Bettas need to be kept in 2 gallons minimum. In these twice weekly water changes of 50% and 100% are needed. Bettas kept in 1 gallon containers live an average of about 2 years compared to double that+ in larger containers. The 1 gallon would need 3 weekly water changes of 50%, 50% and 100%, and even then they will be subjected to ammonia.

The 50% changes the betta can be kept in the bowl and use a turkey baster to remove half the water and as much of the debris as possible. For the 100% you need to remove him - scoop him out with a plastic solo type cup and set aside while you thoroughly rinse the bowl and gravel to remove the debris. Then he should be acclimated to the new water by floating for an hour while you slowly add a couple tablespoons of new water to the cup every 10 minutes. When you release him, try to let as little of the old cup water back into the tank as possible. All water changes should use same temp water, matched to running tap using the in tank thermometer and the water needs to be premixed with conditioner before adding it to the betta tank. If you don't already have anything, you can use gallon water jugs from the grocery store - rinsed thoroughly in hot water but no chems. 

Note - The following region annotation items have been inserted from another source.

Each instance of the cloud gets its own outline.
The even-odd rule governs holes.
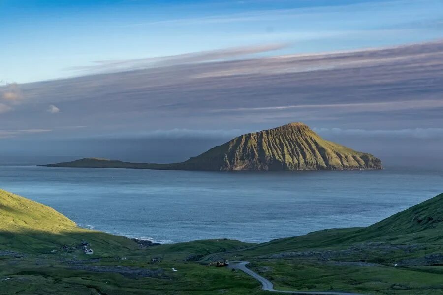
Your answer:
[[[19,130],[0,130],[0,138],[11,138],[23,134],[50,132],[51,129],[29,129]]]
[[[60,109],[54,105],[50,105],[48,108],[47,111],[51,114],[56,114],[60,112]]]
[[[417,109],[428,109],[443,107],[441,99],[418,99],[399,101],[382,101],[367,103],[336,103],[324,104],[300,104],[288,106],[237,108],[214,110],[213,112],[245,111],[279,111],[290,109],[339,109],[341,111],[385,112]]]
[[[229,59],[254,54],[278,50],[287,46],[287,45],[286,44],[272,43],[208,50],[155,58],[121,60],[98,60],[94,61],[94,63],[95,64],[94,65],[74,67],[68,69],[93,72],[127,71],[131,69]]]
[[[138,137],[158,139],[176,139],[181,138],[231,138],[246,132],[240,129],[205,130],[175,128],[170,130],[157,130],[139,132],[128,135],[129,137]]]
[[[313,130],[320,135],[349,136],[362,137],[388,137],[416,138],[420,139],[442,139],[443,128],[417,128],[398,130],[342,129],[339,128],[314,128]]]
[[[6,105],[4,103],[0,103],[0,114],[9,112],[12,109],[12,108],[9,106]]]
[[[17,132],[21,133],[42,133],[44,132],[50,132],[52,131],[52,129],[29,129],[17,130]]]
[[[23,98],[23,94],[17,83],[7,84],[3,88],[0,97],[5,103],[10,104],[18,103]]]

Bettas are tropical fish and must be kept at a temp between 76-82, with 78-80 being ideal. The temp must be stable and not be dipping or jumping around. In a 2 gallon you can get an adjustable 25w heater. Any new heater should be tested for 24 hours in similar size container with in tank thermometer to make sure it will hold a constant appropriate temp between 78-80F. Then the betta must be acclimated to higher temp either by floating in a cup inside the main already fully heated tank for an hour, or by adjusting the heater to increase the temperature of the tank no more than a degree per hour and 5 degrees per day. 

Flakes aren't good nutritional value, and especially with something this small they muck up the water quickly causing excess ammonia. You should look for a good quality pellets whose first two or three ingredients are whole fish, not fish meal or wheat. He should be fed two small meals a day (how many depends on the pellet you pick up) and one fast day a week.


----------



## gill2 (Sep 17, 2012)

Do you put water conditioner in water after changing the water? You have to put water conditioner in every time you change water in tank.


----------



## at1290 (Mar 9, 2013)

no I dont, I guess thats what I need. Its just that for the first two months he was fine.. never spasming like this crazy. I am so confused. The water is changed about every week. whenever I see it dirty. I dont put any plants or anything because I dont want him to get hurt by it if it falls over. He is a very happy fish, I dont know what happened... He eats a lot and used to be active.


----------



## callistra (Jun 29, 2010)

Please have a read through my post. I know it's long but there is more you need than conditioner.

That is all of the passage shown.